And you’re still getting an error when booting into linux?

Hmmm…

Ok, let’s try this then… I need you to trust me. Do you trust me?

The next commands will test that… (use google and search for the man pages
and read them yourself to verify what I’m going to have you do…)

man e2fsck
http://linux.die.net/man/8/e2fsck
man mke2fs
http://linux.die.net/man/8/mkfs.ext3

Boot the rescue dvd

We need to determine the BLOCK size of your partition:

dumpe2fs /dev/sda3 | grep -i “block size”

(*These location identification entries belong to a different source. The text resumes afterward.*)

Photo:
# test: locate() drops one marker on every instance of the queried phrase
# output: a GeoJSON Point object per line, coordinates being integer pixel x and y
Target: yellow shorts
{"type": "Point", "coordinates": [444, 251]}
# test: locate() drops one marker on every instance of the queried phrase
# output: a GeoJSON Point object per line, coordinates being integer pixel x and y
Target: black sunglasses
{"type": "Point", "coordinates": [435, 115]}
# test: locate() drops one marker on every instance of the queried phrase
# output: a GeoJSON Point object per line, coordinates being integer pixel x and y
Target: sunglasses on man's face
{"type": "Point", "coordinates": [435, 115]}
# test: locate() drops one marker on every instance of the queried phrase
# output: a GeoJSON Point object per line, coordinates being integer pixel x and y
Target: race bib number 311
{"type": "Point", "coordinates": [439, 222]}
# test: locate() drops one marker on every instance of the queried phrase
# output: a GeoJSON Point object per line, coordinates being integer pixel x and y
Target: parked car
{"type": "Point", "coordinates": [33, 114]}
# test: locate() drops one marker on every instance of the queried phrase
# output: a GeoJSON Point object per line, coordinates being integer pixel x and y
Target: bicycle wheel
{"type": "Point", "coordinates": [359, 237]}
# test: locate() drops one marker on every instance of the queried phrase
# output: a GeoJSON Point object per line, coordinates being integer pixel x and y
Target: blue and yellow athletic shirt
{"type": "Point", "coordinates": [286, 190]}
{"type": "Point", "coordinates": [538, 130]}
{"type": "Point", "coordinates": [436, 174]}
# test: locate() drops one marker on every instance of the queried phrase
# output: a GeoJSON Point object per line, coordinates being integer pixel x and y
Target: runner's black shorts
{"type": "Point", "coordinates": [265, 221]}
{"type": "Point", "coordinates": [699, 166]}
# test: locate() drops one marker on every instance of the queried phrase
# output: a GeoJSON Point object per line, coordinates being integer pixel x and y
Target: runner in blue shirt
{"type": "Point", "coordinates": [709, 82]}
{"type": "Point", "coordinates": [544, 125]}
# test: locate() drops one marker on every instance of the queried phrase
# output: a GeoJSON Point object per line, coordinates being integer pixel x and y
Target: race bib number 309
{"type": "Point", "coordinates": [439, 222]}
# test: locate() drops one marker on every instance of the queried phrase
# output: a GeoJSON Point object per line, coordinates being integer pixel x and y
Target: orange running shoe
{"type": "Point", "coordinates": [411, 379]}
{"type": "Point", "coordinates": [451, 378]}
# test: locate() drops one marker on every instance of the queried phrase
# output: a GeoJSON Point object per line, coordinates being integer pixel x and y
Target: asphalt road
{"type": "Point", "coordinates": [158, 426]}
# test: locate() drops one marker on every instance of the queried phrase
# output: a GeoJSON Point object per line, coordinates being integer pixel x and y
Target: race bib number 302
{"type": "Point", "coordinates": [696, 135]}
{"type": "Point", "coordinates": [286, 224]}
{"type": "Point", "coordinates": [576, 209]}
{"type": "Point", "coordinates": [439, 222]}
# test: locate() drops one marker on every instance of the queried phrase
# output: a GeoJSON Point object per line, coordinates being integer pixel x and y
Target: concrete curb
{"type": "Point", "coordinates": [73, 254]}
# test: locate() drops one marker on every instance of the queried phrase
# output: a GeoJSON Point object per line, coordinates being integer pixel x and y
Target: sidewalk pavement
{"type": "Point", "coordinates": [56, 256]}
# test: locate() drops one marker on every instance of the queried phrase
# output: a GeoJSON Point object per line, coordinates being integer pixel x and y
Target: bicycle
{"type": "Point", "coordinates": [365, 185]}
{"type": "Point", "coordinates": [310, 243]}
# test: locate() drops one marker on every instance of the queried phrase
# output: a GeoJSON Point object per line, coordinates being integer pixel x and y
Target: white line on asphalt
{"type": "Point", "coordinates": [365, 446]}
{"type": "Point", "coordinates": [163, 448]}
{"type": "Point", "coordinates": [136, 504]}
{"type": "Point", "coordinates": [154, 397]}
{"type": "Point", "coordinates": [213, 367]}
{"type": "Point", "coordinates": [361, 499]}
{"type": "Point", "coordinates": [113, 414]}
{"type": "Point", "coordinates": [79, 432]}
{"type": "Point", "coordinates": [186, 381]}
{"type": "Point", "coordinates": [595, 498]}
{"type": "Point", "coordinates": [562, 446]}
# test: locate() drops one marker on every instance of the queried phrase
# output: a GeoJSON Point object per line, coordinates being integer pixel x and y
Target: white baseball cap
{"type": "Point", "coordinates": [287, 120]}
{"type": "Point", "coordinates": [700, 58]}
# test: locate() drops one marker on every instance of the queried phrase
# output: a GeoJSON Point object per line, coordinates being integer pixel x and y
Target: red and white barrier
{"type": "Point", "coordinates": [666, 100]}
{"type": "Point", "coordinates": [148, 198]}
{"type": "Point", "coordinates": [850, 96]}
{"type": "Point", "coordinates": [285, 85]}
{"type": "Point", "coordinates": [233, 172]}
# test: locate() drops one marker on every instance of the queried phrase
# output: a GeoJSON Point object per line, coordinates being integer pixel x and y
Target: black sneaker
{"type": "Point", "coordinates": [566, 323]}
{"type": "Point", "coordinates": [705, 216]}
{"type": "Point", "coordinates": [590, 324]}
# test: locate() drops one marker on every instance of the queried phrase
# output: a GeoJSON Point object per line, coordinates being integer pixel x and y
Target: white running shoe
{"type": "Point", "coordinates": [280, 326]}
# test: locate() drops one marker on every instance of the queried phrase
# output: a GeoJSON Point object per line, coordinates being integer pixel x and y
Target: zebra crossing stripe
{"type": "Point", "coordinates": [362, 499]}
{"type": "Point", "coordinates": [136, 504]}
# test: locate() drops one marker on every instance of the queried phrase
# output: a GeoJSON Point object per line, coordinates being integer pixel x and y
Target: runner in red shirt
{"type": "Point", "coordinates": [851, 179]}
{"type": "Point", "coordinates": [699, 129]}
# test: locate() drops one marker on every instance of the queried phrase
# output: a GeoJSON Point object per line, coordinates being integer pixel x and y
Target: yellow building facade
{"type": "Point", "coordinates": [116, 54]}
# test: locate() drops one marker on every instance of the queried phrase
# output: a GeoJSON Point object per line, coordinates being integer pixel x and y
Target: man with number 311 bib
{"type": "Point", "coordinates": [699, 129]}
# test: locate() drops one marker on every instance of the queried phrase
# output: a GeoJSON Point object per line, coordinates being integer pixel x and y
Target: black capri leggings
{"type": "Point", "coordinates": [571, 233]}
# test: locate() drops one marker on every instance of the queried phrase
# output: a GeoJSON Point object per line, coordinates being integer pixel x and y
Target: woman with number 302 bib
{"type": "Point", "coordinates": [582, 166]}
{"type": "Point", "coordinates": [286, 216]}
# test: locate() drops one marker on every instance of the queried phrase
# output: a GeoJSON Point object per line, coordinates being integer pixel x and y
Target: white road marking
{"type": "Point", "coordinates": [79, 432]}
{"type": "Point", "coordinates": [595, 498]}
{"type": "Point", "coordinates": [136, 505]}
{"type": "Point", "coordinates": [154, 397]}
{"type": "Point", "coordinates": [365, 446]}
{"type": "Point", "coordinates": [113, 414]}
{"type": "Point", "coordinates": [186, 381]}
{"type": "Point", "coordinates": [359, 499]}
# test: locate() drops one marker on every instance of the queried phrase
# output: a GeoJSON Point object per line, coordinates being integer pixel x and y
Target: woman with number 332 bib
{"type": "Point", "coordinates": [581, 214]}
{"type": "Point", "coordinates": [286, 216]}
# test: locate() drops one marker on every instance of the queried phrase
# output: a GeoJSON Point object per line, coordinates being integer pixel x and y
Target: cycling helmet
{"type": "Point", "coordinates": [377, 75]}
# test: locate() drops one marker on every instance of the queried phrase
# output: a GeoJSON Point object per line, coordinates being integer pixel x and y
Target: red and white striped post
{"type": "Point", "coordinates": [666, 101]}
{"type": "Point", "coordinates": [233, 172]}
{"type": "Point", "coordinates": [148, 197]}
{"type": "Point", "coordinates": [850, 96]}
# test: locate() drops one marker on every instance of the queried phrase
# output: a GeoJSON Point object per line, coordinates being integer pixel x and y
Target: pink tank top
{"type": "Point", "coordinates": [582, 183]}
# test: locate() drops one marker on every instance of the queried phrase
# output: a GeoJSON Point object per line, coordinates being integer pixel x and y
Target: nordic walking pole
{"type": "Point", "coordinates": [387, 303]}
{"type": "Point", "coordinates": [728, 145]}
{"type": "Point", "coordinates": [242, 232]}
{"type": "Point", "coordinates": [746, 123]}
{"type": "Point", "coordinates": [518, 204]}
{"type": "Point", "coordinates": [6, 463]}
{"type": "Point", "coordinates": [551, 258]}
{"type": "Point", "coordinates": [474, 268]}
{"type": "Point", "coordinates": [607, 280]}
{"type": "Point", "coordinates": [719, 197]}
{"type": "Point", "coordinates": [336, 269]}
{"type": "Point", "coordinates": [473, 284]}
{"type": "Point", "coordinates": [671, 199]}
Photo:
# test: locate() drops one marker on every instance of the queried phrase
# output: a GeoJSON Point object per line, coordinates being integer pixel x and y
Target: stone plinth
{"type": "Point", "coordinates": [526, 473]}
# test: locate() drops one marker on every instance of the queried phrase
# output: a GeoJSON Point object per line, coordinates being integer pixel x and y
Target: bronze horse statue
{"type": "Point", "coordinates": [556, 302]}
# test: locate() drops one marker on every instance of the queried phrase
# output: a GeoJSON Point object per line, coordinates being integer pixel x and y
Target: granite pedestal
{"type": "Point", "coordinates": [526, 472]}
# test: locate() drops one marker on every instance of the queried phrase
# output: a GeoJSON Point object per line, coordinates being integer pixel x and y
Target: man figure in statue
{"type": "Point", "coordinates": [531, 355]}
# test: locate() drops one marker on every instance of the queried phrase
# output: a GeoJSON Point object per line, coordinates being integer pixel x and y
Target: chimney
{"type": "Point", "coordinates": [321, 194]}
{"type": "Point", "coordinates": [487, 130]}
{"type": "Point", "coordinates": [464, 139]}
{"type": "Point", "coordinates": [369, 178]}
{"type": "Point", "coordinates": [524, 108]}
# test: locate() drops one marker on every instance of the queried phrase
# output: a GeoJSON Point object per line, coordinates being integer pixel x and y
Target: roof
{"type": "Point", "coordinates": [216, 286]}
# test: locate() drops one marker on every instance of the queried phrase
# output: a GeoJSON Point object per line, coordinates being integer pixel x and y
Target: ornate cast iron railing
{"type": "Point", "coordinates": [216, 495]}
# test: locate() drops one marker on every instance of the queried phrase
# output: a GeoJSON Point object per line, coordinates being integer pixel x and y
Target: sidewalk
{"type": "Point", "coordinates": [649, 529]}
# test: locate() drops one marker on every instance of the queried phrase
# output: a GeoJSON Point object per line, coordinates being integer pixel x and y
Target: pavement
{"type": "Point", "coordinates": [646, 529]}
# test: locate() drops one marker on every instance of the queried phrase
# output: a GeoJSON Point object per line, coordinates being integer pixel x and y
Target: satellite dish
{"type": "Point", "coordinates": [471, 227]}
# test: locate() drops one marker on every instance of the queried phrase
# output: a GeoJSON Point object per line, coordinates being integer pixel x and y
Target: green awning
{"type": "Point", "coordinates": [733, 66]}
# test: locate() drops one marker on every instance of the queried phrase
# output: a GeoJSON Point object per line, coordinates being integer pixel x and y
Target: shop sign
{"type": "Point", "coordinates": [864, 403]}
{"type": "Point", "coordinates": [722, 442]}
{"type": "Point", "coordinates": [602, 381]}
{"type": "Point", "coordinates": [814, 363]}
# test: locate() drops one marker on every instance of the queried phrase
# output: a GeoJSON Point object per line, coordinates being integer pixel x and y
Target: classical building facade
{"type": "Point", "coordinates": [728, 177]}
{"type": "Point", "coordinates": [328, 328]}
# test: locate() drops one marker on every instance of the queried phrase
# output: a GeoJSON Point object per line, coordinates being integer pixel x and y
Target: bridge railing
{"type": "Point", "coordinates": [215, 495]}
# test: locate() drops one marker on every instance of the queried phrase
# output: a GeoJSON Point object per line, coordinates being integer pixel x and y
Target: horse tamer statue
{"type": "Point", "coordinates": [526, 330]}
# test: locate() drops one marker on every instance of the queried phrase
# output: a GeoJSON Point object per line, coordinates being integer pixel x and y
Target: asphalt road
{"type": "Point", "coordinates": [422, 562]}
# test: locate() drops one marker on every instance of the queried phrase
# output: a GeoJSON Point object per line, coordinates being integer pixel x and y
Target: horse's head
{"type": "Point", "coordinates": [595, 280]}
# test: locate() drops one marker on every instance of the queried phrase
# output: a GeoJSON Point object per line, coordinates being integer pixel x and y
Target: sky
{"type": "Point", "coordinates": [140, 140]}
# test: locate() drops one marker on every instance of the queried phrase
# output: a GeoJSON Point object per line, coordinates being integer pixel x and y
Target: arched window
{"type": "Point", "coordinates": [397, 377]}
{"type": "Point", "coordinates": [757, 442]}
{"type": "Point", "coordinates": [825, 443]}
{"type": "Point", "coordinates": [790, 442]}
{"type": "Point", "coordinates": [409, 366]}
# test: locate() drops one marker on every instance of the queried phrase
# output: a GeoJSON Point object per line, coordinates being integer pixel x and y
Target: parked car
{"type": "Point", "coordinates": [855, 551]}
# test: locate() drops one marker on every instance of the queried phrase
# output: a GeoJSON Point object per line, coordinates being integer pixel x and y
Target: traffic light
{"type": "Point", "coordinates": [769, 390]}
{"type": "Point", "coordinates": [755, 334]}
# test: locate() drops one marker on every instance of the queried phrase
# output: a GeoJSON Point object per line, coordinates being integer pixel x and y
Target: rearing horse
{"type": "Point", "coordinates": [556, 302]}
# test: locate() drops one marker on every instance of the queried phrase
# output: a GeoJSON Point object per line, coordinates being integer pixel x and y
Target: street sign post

I get 4096 for my system, yours is likely the same. Save this number.

=============================

Here’s the scary part… Go find a leather belt to bite on… really.

We’re going to ‘pseudo’ format the drive, to recreate the superblocks.

NO DATA WILL BE LOST

=============================
== The commands… look up the options in the man pages, VERIFY what
== you’ll be doing. If you don’t understand, ASK, email me, or instant
== message me, my screen names are listed in my profile…

== (insert block size in -b option … 4096)

mke2fs -S -b 4096 -v /dev/sda3

e2fsck -y -f -v -C 0 /dev/sda3

tune2fs -j /dev/sd3

=============================

mke2fs rebuilds the superblocks, but zaps the journal, makes it ext2

(capital S, lower b, lower v)

e2fsck rebuilds the inode trees and magic structures of filesystem.

(lower y, lower f, lower v, capital C, zero)

tune2fs puts the journal back into place, making it ext3 again.

(lower j)

=============================

Please read ALL of this and understand what you’re doing before
proceeding. I have just performed this sequence of commands THREE times on a
300+ gig drive, just to make sure it works with no data loss.

If you wish, run the ‘e2fsck /dev/sda3’ again afterwards to verify the
filesystem.

When this completes, type ‘reboot’ in the rescue DVD, allow the system to
shutdown and boot normally, it should be fixed.

Hope this helps.

Loni

(my apologies for this taking so long… I have one of those “remembers
everything” type memories, although it isn’t indexed very well. I remembered
what I wanted to do, but not exactly how, nor exactly what command… had
to grep my head and the machine to find it again. the add on the testing to
make sure I wasn’t going to instantly become your favorite enemy…) {Smile}


L R Nix
lornix@lornix.com

Loni, I believe my system was hanging by a thread so I was overjoyed to receive your very apt aid. I read the man pages for each of the commands and looked at the purpose of the flags and options and then proceeded in full trust.

I hope this was a typo of yours:

tune2fs -j /dev/sd3

I think making me do a little work is appropriate. I typed “tune2fs -j /dev/sda3” instead.

After all that the system rebooted into the same dumb filesystem message

The superblock could not be read or does not describe a correct ext2 filesystem.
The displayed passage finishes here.